The villagers allowed authorities to take down the corpses after the first arrests were made Wednesday. Police arrested two police officers and two men from the village, and were searching for three more suspects.

The girls were Dalits, from the community once known as "untouchables" in India's ancient caste system. The fired policemen and the men accused in the attack are Yadavs, a low-caste community that dominates that part of Uttar Pradesh. The chief minister is from the same caste.

On Thursday, officials suspended two local police officers for ignoring the father's pleas for help. They were fired Friday.

Top state official Anil Kumar Gupta said the two policemen had been charged with criminal conspiracy for refusing to file a complaint or take any action.

Meanwhile, the chief minister's mocking comments to reporters were not a surprise to many in India.

Last month, Yadav's father — a former chief minister and head of the state's ruling party — told an election rally that the party opposed a law calling for gang rapists to be executed.

"Boys will be boys," Mulayam Singh Yadav said. "They make mistakes."

Rape-fullPHOTO: In this Wednesday, May 28, 2014 photograph, Indian villagers gather around the bodies of two teenage sisters hanging from a tree in Katra village in Uttar Pradesh state, India. Two teenage sisters in rural India were raped and killed by attackers who hung their bodies from a mango tree, which became the scene of a silent protest by villagers angry about alleged police inaction in the case. Two of the four men arrested so far are police officers. (AP Photo)

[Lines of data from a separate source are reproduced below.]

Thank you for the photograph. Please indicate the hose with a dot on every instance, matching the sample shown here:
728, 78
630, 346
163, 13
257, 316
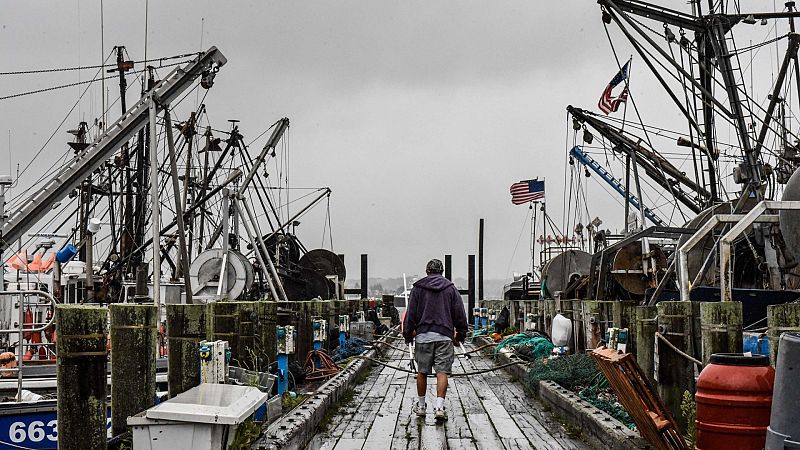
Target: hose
461, 374
327, 368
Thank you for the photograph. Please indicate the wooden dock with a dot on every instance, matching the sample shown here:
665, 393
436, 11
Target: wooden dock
486, 411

Kavita Krishnan, a women's rights activist, said such comments make clear to police that rape isn't taken seriously by officials.

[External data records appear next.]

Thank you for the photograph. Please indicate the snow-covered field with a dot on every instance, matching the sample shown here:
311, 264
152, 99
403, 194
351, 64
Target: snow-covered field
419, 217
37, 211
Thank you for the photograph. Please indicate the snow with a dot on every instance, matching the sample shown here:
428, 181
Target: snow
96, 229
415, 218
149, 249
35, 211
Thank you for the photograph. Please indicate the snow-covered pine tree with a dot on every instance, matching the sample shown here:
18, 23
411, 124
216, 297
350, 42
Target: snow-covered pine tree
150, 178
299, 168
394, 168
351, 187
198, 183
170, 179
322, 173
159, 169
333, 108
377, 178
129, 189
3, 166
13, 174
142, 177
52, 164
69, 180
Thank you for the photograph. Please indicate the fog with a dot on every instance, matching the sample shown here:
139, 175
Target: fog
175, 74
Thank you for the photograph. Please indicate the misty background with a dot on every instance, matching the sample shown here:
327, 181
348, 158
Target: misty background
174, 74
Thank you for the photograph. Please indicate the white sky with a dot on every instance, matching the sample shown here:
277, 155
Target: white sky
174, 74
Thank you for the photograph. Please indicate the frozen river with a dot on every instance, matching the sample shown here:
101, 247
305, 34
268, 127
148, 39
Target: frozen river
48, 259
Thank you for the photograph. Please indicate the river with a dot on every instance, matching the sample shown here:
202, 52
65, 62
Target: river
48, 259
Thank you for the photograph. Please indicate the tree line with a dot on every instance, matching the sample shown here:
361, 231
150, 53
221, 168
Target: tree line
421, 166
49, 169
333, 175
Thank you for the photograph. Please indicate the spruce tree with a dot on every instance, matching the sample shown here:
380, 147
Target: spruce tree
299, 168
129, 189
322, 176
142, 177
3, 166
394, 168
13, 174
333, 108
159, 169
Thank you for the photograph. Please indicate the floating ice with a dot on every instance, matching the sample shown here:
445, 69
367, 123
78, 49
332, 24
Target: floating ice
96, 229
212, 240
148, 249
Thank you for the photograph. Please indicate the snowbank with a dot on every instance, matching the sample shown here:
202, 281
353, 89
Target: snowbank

She called the chief minister's Friday comments "a trivialization of rape."

While sexual assaults are reported across India, there have been a string of high-profile attacks in just the past few days in Uttar Pradesh.

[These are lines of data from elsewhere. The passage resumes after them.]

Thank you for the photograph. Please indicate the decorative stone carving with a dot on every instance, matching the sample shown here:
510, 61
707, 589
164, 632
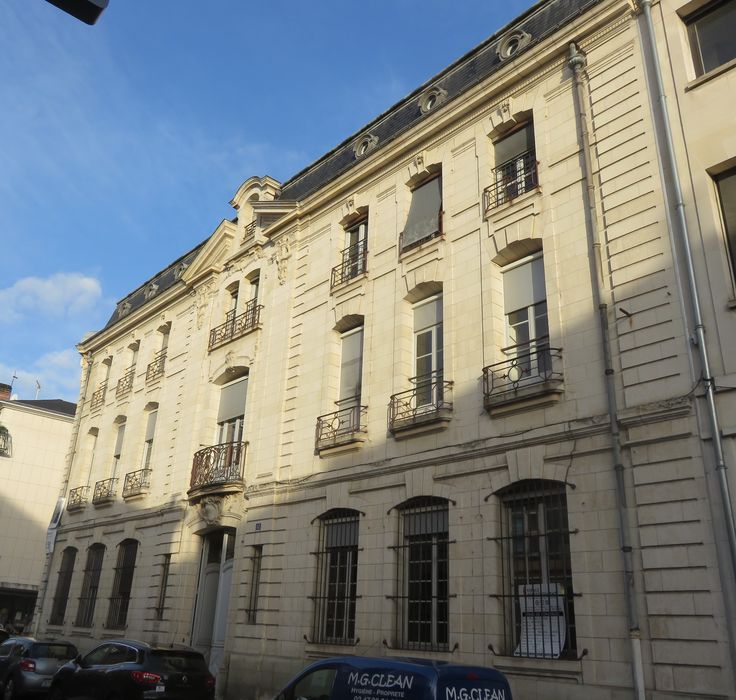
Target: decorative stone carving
210, 509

On Thursday, police arrested three men for brutally attacking the mother of a rape victim after she refused to withdraw her complaint.

The attack, in the town of Etawah, followed the May 11 rape of the woman's teenage daughter. A local man was arrested after the mother filed a complaint with authorities.

Five men — including the father, a brother and a cousin of the man accused in the rape — followed the victim's mother away from her house on Monday and beat her relentlessly, demanding she drop the accusation, said Dinesh Kumar, the town's police superintendent. The mother was in critical condition in a hospital, with numerous broken bones and internal injuries.

Police arrested three men Thursday for the attack and were looking for two others.

On Wednesday, a 17-year-old woman was attacked in a field and raped by four men in southwestern Uttar Pradesh, police said. One man has been arrested.